Treatment of refractory interstitial cystitis/painful bladder syndrome with CystoProtek--an oral multi-agent natural supplement.
J Agric Food Chem. 2008 Sep 24;56(18):8374-8. Epub 2008 Aug 30. PMID: 19046494
OBJECTIVES: Interstitial cystitis/Painful bladder syndrome (IC/PBS) is a chronic bladder condition of unknown etiology and pathogenesis. However, there is evidence of bladder surface mucosal and glycosaminoglycans (GAG) dysfunction in IC/PBS and GAG replacement therapy has been used to treat the condition. The results of an open label, uncontrolled study of a dietary supplement designed to improve GAG mucopolysaccharides integrity (glucosamine sulfate, sodium hyaluronate and chondroitin sulfate) and reduce bladder wall inflammation (quercetin, rutin) are presented herein. METHODS: Two hundred fifty two IC/PBS patients (25 men, 227 women; 18-69 years old), who had failed other treatments, took four CystoProtek capsules /day (mg/capsule: glucosamine sulfate, 120; chondroitin sulfate, 150; hyaluronate sodium, 10; quercetin, 150; rutin, 20). Symptoms were evaluated using a visual analogue scale (VAS) (severity range from 1-10) before and after treatment (< 6, 6-12 or > 12 months).

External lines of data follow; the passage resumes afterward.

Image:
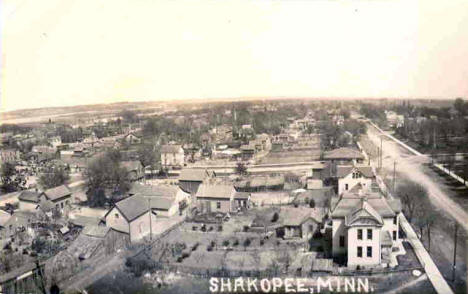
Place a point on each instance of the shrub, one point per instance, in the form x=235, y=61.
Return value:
x=312, y=203
x=195, y=246
x=275, y=217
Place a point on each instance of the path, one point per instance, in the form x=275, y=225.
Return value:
x=433, y=273
x=410, y=166
x=407, y=285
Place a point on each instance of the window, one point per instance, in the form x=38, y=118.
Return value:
x=341, y=241
x=359, y=234
x=369, y=251
x=359, y=251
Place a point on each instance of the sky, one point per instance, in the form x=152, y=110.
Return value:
x=71, y=52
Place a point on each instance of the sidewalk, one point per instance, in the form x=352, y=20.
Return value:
x=433, y=273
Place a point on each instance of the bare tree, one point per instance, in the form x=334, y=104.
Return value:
x=411, y=195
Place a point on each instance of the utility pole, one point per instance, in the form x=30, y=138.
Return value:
x=381, y=153
x=455, y=253
x=151, y=226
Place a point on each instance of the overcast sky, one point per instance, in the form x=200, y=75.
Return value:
x=59, y=52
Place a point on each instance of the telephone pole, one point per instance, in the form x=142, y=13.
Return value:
x=455, y=253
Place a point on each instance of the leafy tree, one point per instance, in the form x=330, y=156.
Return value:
x=53, y=176
x=106, y=173
x=412, y=194
x=241, y=169
x=10, y=179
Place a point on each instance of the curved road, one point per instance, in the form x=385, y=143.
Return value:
x=409, y=165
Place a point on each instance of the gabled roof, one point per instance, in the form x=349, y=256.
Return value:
x=131, y=165
x=215, y=191
x=291, y=216
x=344, y=153
x=364, y=214
x=193, y=175
x=57, y=192
x=132, y=207
x=4, y=217
x=161, y=203
x=242, y=196
x=154, y=190
x=171, y=148
x=349, y=202
x=29, y=196
x=344, y=170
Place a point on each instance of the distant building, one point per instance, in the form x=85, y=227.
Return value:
x=191, y=179
x=60, y=196
x=349, y=176
x=132, y=138
x=172, y=156
x=9, y=155
x=216, y=198
x=365, y=227
x=135, y=169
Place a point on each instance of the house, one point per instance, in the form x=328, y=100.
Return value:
x=132, y=138
x=135, y=169
x=365, y=227
x=130, y=216
x=216, y=198
x=28, y=200
x=172, y=156
x=247, y=151
x=344, y=155
x=60, y=196
x=55, y=141
x=166, y=200
x=242, y=200
x=349, y=176
x=298, y=223
x=9, y=155
x=191, y=179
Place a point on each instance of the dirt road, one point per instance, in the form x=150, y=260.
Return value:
x=410, y=166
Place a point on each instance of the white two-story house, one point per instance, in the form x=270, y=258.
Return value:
x=365, y=227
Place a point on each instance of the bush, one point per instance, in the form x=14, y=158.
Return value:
x=275, y=217
x=195, y=246
x=312, y=203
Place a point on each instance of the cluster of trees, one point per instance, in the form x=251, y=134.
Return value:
x=11, y=180
x=417, y=207
x=105, y=175
x=53, y=175
x=334, y=136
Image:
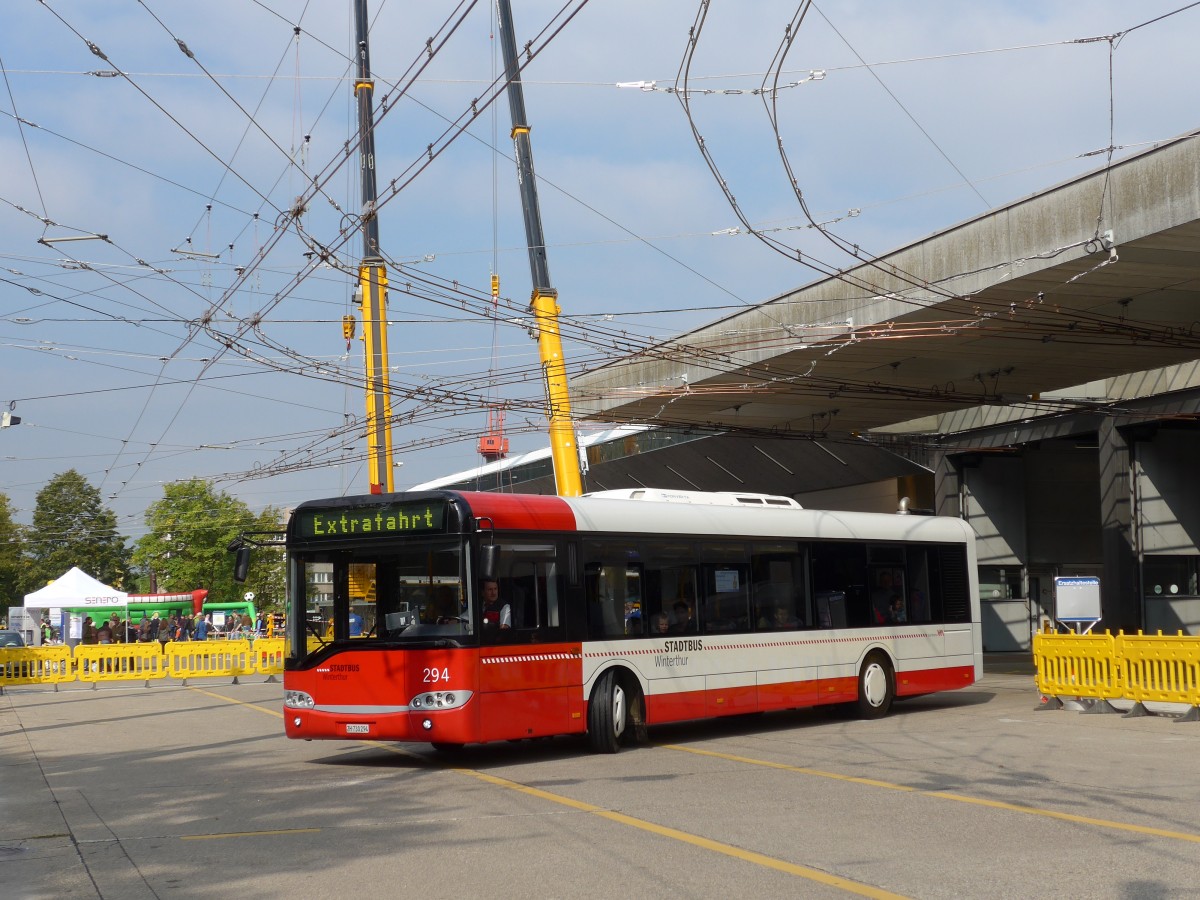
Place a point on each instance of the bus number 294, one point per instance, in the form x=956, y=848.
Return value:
x=432, y=676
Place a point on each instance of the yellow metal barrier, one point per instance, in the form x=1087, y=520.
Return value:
x=209, y=659
x=93, y=664
x=1164, y=669
x=269, y=655
x=119, y=663
x=1078, y=666
x=36, y=665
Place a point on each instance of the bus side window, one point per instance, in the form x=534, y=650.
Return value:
x=726, y=598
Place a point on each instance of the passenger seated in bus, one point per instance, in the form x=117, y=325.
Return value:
x=683, y=623
x=445, y=605
x=780, y=618
x=496, y=615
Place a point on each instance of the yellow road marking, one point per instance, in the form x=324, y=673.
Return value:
x=246, y=834
x=947, y=796
x=695, y=840
x=276, y=713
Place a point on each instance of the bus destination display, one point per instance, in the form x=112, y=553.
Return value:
x=372, y=521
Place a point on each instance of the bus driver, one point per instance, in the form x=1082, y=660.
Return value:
x=496, y=615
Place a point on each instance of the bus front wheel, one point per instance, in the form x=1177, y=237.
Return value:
x=876, y=687
x=607, y=714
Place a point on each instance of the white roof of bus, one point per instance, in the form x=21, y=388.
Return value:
x=613, y=514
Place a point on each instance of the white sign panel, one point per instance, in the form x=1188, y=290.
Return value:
x=1078, y=599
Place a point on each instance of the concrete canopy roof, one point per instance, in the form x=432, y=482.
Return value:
x=1021, y=300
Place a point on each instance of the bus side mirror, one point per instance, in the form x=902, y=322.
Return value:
x=487, y=561
x=241, y=564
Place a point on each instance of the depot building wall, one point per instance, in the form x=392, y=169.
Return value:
x=1120, y=502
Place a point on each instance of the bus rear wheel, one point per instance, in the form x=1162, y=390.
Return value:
x=876, y=687
x=607, y=714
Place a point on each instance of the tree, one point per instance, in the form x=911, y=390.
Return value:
x=11, y=551
x=72, y=527
x=268, y=573
x=187, y=545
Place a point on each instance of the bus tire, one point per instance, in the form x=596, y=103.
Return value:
x=607, y=714
x=876, y=687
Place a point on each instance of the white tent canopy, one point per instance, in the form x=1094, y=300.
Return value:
x=76, y=589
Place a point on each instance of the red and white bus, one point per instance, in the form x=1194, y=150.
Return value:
x=624, y=610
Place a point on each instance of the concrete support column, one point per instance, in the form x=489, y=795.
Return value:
x=1120, y=588
x=947, y=499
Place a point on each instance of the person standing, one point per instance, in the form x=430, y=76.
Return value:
x=496, y=615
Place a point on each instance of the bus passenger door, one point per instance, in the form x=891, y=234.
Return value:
x=528, y=673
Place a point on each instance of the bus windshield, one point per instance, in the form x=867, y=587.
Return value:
x=396, y=593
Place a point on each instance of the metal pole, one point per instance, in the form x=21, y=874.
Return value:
x=372, y=276
x=544, y=300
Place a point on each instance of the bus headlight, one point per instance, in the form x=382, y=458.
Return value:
x=298, y=700
x=439, y=700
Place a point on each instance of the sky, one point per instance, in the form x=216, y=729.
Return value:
x=213, y=145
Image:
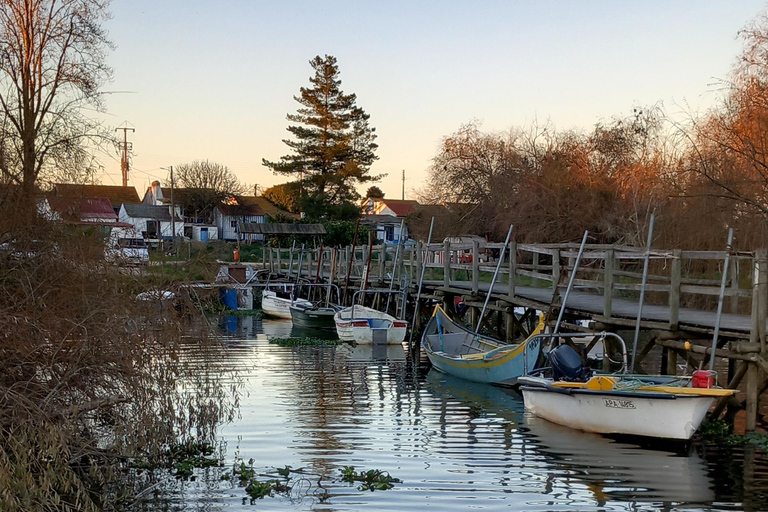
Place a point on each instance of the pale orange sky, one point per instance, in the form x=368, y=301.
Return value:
x=215, y=80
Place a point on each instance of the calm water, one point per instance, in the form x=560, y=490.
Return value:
x=455, y=445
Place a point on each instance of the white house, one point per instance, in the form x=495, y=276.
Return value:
x=385, y=217
x=153, y=222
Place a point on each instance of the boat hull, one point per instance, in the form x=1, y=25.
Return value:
x=502, y=370
x=455, y=350
x=658, y=415
x=320, y=318
x=279, y=307
x=360, y=326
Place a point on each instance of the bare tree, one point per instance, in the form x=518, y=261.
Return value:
x=52, y=64
x=208, y=175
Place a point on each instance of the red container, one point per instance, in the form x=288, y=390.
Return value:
x=704, y=378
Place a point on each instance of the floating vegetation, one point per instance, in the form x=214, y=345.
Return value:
x=371, y=480
x=301, y=342
x=719, y=432
x=297, y=483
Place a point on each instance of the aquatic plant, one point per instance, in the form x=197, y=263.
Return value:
x=371, y=480
x=298, y=342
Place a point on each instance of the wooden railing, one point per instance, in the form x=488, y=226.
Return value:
x=683, y=277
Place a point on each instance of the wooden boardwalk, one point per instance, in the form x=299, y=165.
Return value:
x=590, y=306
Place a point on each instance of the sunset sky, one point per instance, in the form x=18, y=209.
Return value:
x=215, y=80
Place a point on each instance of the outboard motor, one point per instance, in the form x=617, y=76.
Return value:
x=566, y=364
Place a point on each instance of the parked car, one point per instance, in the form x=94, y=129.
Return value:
x=127, y=251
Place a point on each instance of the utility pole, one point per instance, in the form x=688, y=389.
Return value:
x=173, y=215
x=124, y=165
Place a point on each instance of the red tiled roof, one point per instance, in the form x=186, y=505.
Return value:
x=401, y=207
x=82, y=209
x=116, y=195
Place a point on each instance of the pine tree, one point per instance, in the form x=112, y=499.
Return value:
x=333, y=146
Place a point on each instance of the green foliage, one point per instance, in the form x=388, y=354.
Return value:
x=333, y=146
x=284, y=195
x=371, y=480
x=298, y=342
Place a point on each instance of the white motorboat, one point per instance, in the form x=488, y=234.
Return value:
x=359, y=323
x=276, y=301
x=653, y=406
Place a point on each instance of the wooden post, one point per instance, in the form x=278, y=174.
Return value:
x=752, y=398
x=733, y=271
x=674, y=289
x=555, y=269
x=671, y=368
x=475, y=268
x=512, y=271
x=382, y=264
x=608, y=284
x=419, y=248
x=446, y=263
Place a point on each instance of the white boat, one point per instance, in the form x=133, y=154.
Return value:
x=276, y=301
x=358, y=324
x=651, y=406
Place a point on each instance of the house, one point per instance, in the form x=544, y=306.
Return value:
x=153, y=222
x=245, y=210
x=78, y=210
x=385, y=217
x=195, y=205
x=116, y=195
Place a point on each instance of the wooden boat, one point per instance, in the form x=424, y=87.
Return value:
x=361, y=324
x=312, y=316
x=651, y=406
x=460, y=352
x=276, y=300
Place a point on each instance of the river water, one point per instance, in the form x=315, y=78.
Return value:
x=455, y=445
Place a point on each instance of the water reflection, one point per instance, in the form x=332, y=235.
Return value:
x=456, y=445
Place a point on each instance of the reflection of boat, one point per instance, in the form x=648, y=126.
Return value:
x=313, y=317
x=276, y=300
x=361, y=324
x=621, y=471
x=366, y=353
x=616, y=403
x=455, y=350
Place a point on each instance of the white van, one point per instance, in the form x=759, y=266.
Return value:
x=127, y=248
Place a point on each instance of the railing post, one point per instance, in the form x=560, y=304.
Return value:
x=608, y=284
x=675, y=279
x=512, y=270
x=383, y=263
x=419, y=249
x=446, y=263
x=475, y=267
x=555, y=269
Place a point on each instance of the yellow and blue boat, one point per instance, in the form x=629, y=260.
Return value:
x=458, y=351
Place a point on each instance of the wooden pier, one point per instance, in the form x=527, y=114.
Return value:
x=681, y=294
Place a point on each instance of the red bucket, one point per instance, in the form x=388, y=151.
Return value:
x=704, y=379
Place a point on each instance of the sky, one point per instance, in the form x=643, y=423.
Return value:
x=214, y=80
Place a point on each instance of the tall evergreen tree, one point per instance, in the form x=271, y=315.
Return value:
x=333, y=146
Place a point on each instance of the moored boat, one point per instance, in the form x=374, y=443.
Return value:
x=277, y=299
x=313, y=317
x=359, y=324
x=458, y=351
x=650, y=406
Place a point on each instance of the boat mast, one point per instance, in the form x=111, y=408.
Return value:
x=570, y=283
x=642, y=292
x=493, y=281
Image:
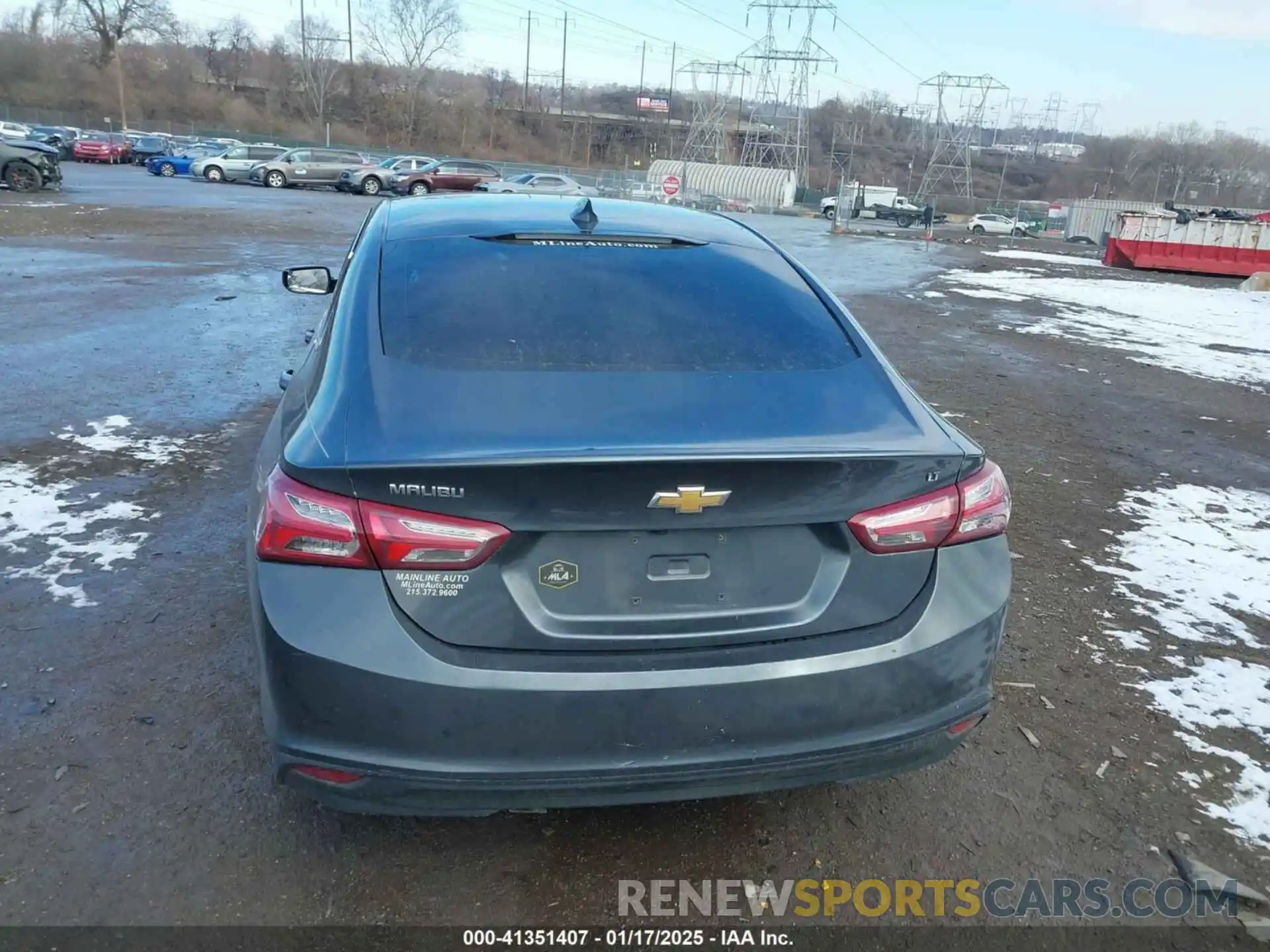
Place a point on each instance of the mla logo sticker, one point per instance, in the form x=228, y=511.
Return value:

The women were divided into two severity groups--a more severe A group with a baseline mean VAS score greater than or equal to 5 and a less severe B group with a mean score < 5. RESULTS: Male patients (55.72 +/- 9.53 years, n = 25) had a mean VAS score at baseline of 7.6 +/- 1.63 which fell 51.8% to 3.94 +/- 2.46 (p < 0.0001) after 12.46 +/- 8.76 months of treatment. The women (n = 227) experienced a 48.8% reduction in the mean VAS score (p < 0.0001) after 11.2 +/- 8.7 months. The mean VAS score in Group A (49.72 +/- 11.39 years, n = 207) fell 52.1% from 7.91 +/- 1.55 to 3.79 +/- 2.37 (p < 0.0001) after 11.06 +/- 8.18 months and in Group B (52.40 +/- 10.19 years, n = 20) fell 43.5% from 3.15 +/- 0.92 to 1.78 +/- 1.63 (p = 0.013) after 10.10 +/- 5.80 months. Patients in Group A and B were further subdivided into Groups A1, B1 (> 12 months), A2, B2 (6-12 months) and A3, B3 (< 6 months treatment); improvement was statistically significant in all the more severe Group A treatment duration subgroups. CONCLUSIONS: Dietary supplements targeting the bladder GAGs (chondroitin, glucosamine, hyaluronate) and bladder inflammation (quercetin, rutin) are useful in the treatment of refractory IC/PBS. Prospective randomized trials of such supplements are warranted in both treatment refractory and treatment naïve patients.